Review of Samba

Samba (2014)
5/10
Momentarily, Samba isn't unenjoyable but suffers under the weight of it's overlength and hit and miss approach to its broader topic
1 April 2015
Warning: Spoilers
Samba is the title of Omar Sy's new French comedy-drama and also the name of his immigrant character who is working as a kitchen hand in France. While Samba is preparing to become a chef, he's detained by immigration. Coming to his aid are two women: a younger woman named Manu (Izia Higelin) and the older, more stressful and inexperienced Alice (Charlotte Gainsbourg). They're both working for a non- government organisation like Cimade, which helps refugees and immigrants. Alice has had a meltdown and spent time away from her job as an executive and is now volunteering to support immigrants like Samba. While detained, Samba befriends a man who claims to have been in a relationship with a model. Samba promises the man that he'll tell the woman that he's being held. When released, Samba secretly remains in France and takes on random jobs such as a window cleaner with his friend Wilson (Tahir Rahim), who claims to be Brazilian. Samba also dabbles upon a potential romance with Alice, despite Manu telling her to keep her distance from the people they're helping.

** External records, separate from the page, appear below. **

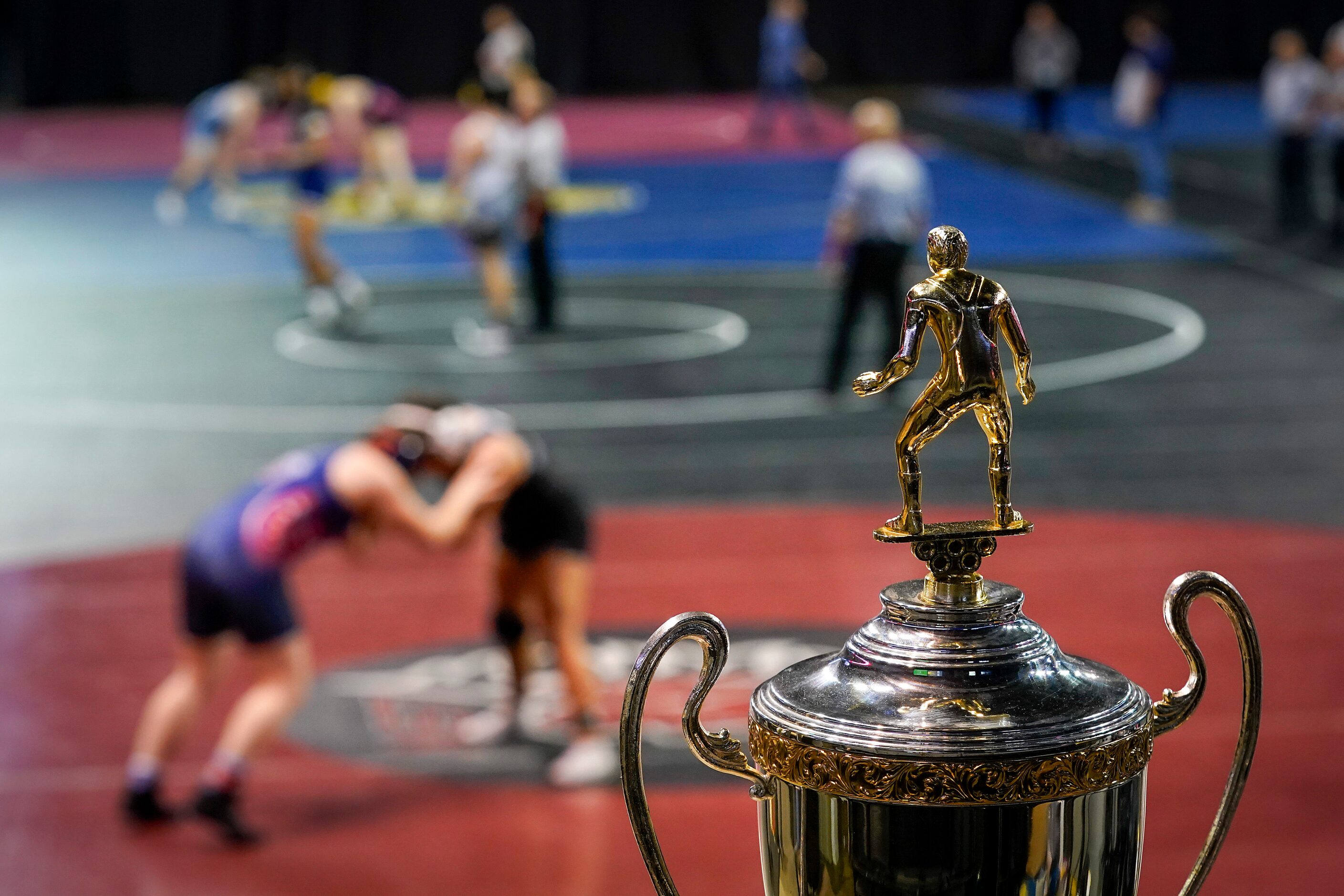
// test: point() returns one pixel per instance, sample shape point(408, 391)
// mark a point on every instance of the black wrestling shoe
point(219, 809)
point(143, 808)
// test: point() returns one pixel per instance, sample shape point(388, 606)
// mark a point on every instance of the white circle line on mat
point(1186, 333)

Directors Eric Toledano and Oliver Nakache last made The Intouchables, which starred Omar Sy in a star making role as a young man who was a caretaker for a wheelchair bound quadriplegic. It was a hilarious if predictable comedy but it was very tightly structured around its central relationship. The film was a mega hit and arguably one of the most successful French films ever made. It earned over $400 million dollars worldwide. Big dollars like this brings sizable expectations with any follow-up but also the sense of having to compromise to reach those lofty financial targets again. In this instance, it feels like there were counter-forces at work, drawing this film away from its most serious issues social issues. Perhaps this is also why the film seems like it has undergone extensive editing, accounting for the inconsistent plot ideas and tonal shifts.

Samba is drawn from the novel "Samba for France" by Delphine Coulin. Its ill-disciplined and feels like an unfinished cut. The cast have described it not being a message movie, a drama, or a comedy but all three genres together, which typifies how unfocused it can seem. While dealing with grounded, timeless issues like unemployment and immigration it's compromised to include more commercial components like the drawn-out potential romance between Samba and Alice and the broad shades of comedy and thus it plays like a patchwork of ideas. The directors themselves have said that the film evolved over time, which seems evident here. The immigration facet is the most effective like when Samba is advised by his uncle to shape his identity by dressing like a businessman. On a train he feels as though everyone is looking at him, which amplifies his insecurity and claustrophobia. Communication is also at the forefront with the aid workers struggling to understand and overcome the language barriers of the migrants. The early scenes covering this issue reveal how the comedy and social drama can sometimes comfortably mesh together.

But over its two hours the film is highly episodic and disjointed in its structure. Some of the film's episodes are light and occasionally funny. The scenes between Sy and Rahim showcase a fun pairing, particularly during a sequence on a rooftop. It's a vastly different mood for Rahim after films like A Prophet and the Iranian drama The Past, and it works well for him. The film though seems insecure about what it's trying to be because it's not as consistently funny as The Intouchables or involving enough as a drama alone. Omar Sy is hugely charismatic but the inner goal or motive of his character also feels lost at times to the film's fragmented structure and in the early scenes I kept waiting for more comedy from Samba. Charlotte Gainsbourg is solid in a role well-tailored to her because few actresses are as adept at showing a physically rattled and stressed exterior. Her character Alice wasn't in the novel but developed from scratch. Momentarily, Samba isn't unenjoyable but suffers under the weight of it's overlength and hit and miss approach to its broader topics.